Wirklichkeit der Entwicklungshilfe

Die Welthungerhilfe und terre des hommes Deutschland haben gestern den 16. Bericht zur Wirklichkeit der Entwicklungshilfe in Berlin vorgestellt. Sie kritisieren darin den Rückgang der öffentlichen Entwicklungshilfe der Industriestaaten von 104,4 Milliarden US-Dollar im Jahr 2006 auf 103,7 Milliarden US-Dollar (2007). Damit verletze die Gebergemeinschaft ihre im Rahmen der EU und auf G8-Gipfeltreffen getroffenen Selbstverpflichtungen, erklärten die beiden Nichtregierungsorganisationen. Sie befürchten weitere Einschränkungen durch die aktuelle Finanzkrise. Eine Einschätzung, die erlassjahr.de in seinem neuesten Fachinfo zur Auswirkung der Finanzkrise auf die Entwicklungsländer teilt.

Konkret kritisiert der Bericht, daß real nur ein Fünftel der deutschen Entwicklungshilfe in die Länder, die die Hilfe benötigen, fließt: Ein großer Teil wird unter dem Posten Verwaltungskosten verbucht. Zudem werden die Kosten, die für die Aufnahme ausländischer Studenten in Deutschland anfallen, als Entwicklungshilfe verbucht. Und ein weiteres alt bekanntes Hauptproblem: auch Schuldenerlasse für arme Länder werden weiterhin als Entwicklungshilfe berechnet. Dieser Posten lag im Jahr 2007 bei immer noch 23%!

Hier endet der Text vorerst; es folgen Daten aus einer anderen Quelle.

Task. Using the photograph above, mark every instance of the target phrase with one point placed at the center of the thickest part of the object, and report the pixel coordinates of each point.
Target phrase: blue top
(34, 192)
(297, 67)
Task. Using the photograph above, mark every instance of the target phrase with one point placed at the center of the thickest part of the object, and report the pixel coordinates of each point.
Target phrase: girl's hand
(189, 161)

erlassjahr.de fordert vor diesem Hintergrund noch einmal die Bundesregierung dazu auf, Schuldenerlasse nicht in die offizielle Entwicklungshilfe einzuberechnen. Die Anrechnung der Schuldenerlasse ist schließlich keine echte Entwicklungshilfe, denn es fließen keine zusätzlichen Gelder, z.B. zur Armutsbekämpfung, in die verschuldeten Länder. Zugleich sollten die Industrienationen vor dem Hintergrund der Finanzkrise ihre Anstrengungen im Bereich der Entwicklungshilfe für die kommenden Jahre erhöhen, ansonsten sind die Millennium Entwicklungsziele nicht zu erreichen. Dabei zählt vor allem der politische Wille. Schließlich ist es dem deutschen Bundestag ja auch gelungen innerhalb einer Woche ein 500-Milliarden-Rettungspaket für die angeschlagenen Banken durch die Ausschüsse zu bringen. Für die ärmsten Menschen der Welt sollte dies auch möglich sein – wenn man denn wirklich will.

Schuldenerlass-Umsetzung in Kamerun

Das afrikanische Land Kamerun war u.a. auf Grund einer Wirtschaftskrise in den 90er Jahren im Ausland hochverschuldet. Im Jahre 2005 betrug die Auslandsverschuldung noch 10,632 Mrd. US-Dollar. Im Rahmen der HIPC-Initiative für hochverschuldete arme Länder ist Kamerun inzwischen weitreichend entschuldet worden. So lag der Schuldenstand Ende 2006 bei nur noch 3,1 Mrd US-Dollar, Deutschland allein hat dem Land 1,4 Mrd. Euro an Schulden erlassen. Gleichzeitig macht das Land hinsichtlich der Demokratisierung Rückschritte. So kam es bei den Wahlen zur Nationalversammlung im Jahre 2007 zu zahlreichen Unregelmäßigkeiten und der seit 1982 amtierende Präsident Paul Biya hat durch eine Verfassungsänderung seine potentielle Wiederwahl im Jahre 2011 ermöglicht. Vor diesem Hintergrund hatte die FDP-Fraktion eine kleine Anfrage an die Bundesregierung zur Entwicklungszusammenarbeit mit Kamerun gestellt.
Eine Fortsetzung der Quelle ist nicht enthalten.